No, you can't go back in time, but you can buy as many old Model As and old 39s as you'd like; they made millions of both...2.2 million 39s since 1922. No, you can't buy them for $10, but you can't buy a house for $8,000, or Apple stock for 1980 prices either. The purists will never be happy with a reproduction/reintroduction, anyway, especially one marked "Ruger," but they represent only a very small number of potential buyers.
So, who wants a brand-new 39A, and how much will they be willing to pay? That's the question Ruger faces. If a new 39A costs $1000, how many will just go buy a vintage rifle? How important is buying new with a factory warranty to you?
If it happens, it happens, but, no matter what happens, the weeping and wailing and gnashing of teeth will continue.
Seems like a tempest in a teapot to me.
Agreed. On the other hand when you have a couple million older rifles to compete with, it helps if they are high priced on the used market.
There‘s always the question of how much someone will pay for a new lever action .22 LR. I have a couple BL-22s, three 9422s, an uncheckered XTR, a Trapper, and a Legacy, and a Marlin 39A. They pretty well cover the higher quality options.
The BL-22s is still in production and while it has never been inexpensive, prices are not crazy either. A brand new Grade 1 BL-22 can be had for $700-$750. The Grade 2 BL-22s are a couple hundred more. Prices for a Grade 1 in used excellent condition are in the $500-$550 range.
Those new BL-22s still sell well as $700-750. Personally, I never quite understood why folks who buy Henrys for $400 don’t just spend a little more and get a much better quality BL-22. But those $500 used BL-22s are not always available in a gun shop.
The 9422s I‘ve owned 3-10 years have all greatly appreciated. $700-$750 would get a excellent condition 9422 XTR with no box 10 years ago, and the going rate for them doubled since then.

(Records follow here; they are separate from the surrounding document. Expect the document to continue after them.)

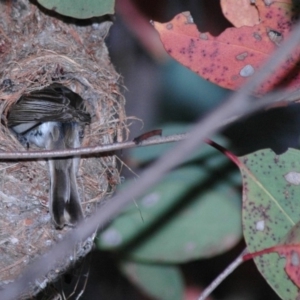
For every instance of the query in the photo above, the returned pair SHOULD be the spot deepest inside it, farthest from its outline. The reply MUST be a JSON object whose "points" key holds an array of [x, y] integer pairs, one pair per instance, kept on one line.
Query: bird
{"points": [[54, 118]]}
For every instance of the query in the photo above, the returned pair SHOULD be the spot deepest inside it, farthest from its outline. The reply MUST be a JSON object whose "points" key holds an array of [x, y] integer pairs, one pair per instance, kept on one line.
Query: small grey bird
{"points": [[54, 118]]}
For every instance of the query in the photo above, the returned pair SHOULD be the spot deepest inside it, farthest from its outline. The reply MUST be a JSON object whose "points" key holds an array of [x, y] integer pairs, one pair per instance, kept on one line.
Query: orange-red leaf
{"points": [[231, 58], [240, 12]]}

They are priced high enough now that I’m glad I bought mine when I did. I don’t think I would pay $1500 for even a new lever action of comparable quality to a 9422. Ironically back when I bought my 9422 XTR people told me I paid way too much at $700 for what they felt was a $450 gun.
I recently bought a 1946 Marlin 39A (Ballard rifling, factory drilled and tapped tang, no safety and no rebounding hammer). It is an older reblue and thus a $500-$600 rifle. That compares $1000-$1200 for a rifle from the same era in similar condition. There are a surprisingly large percentage of reblued Marlin 39s and 39As out there and ai think that speaks to their value as shooters rather than just solely collectors. over the last few years I have passed on a few excellent condition 39As and I only regret not buying one of them (priced at $995 a few years ago).

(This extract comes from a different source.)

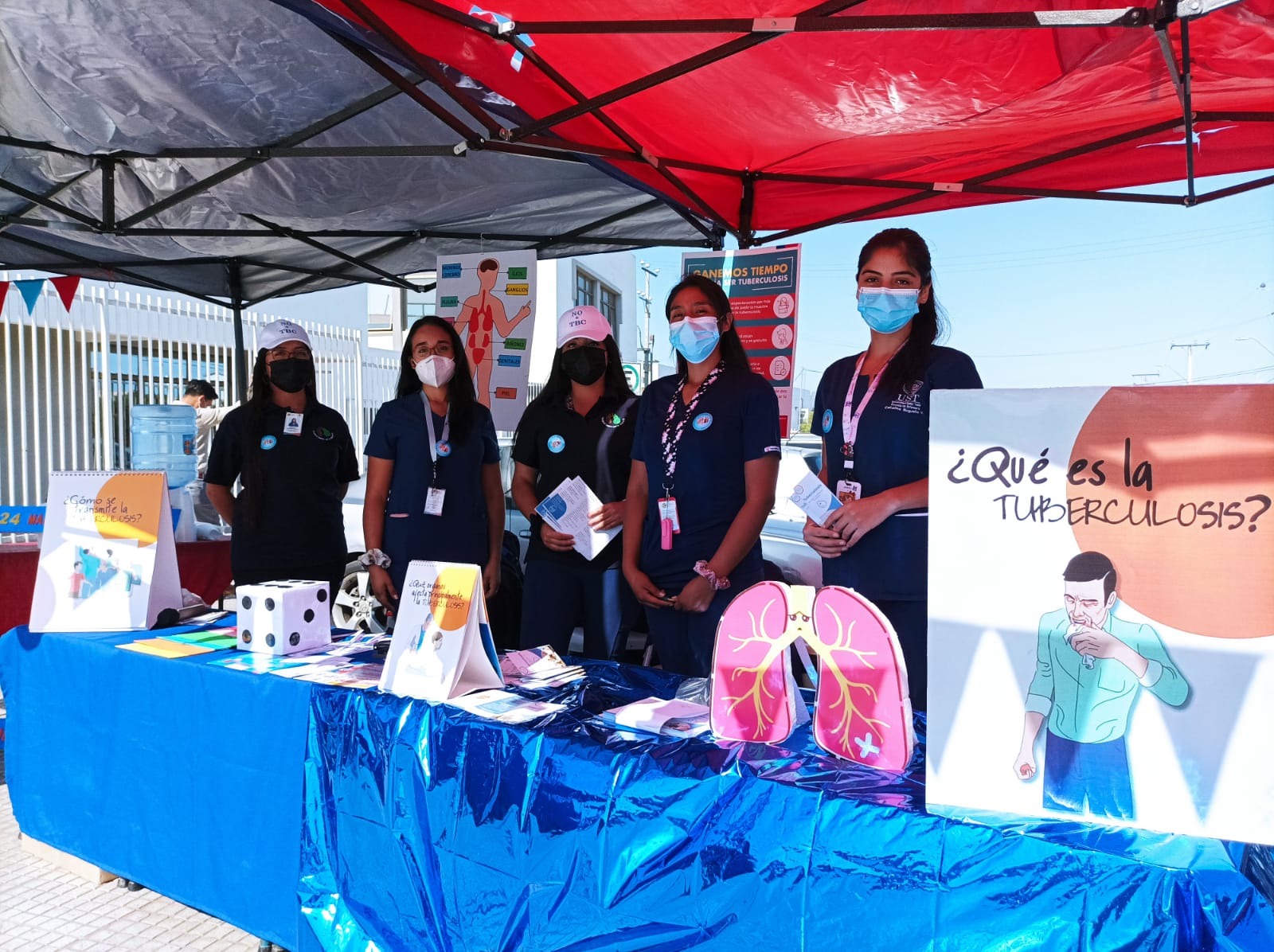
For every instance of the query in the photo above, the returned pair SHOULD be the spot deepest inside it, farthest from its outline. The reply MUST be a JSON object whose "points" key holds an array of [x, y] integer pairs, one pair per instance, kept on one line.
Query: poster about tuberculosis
{"points": [[107, 559], [762, 285], [490, 301], [1101, 610]]}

I bought this 39A so as a shooter so the reblue doesn’t bother me. I intended from the start to put a vintage Marbles tang sight on it, so I was looking for an older 39A with the D&Td tang.
So…my thoughts are that Ruger is going to have to price them competitively with the BL-22 and keep the price in the $750-800 range. Once they start getting much over that and into the $1000 range, they will be competing with a lot of nice vintage 39As.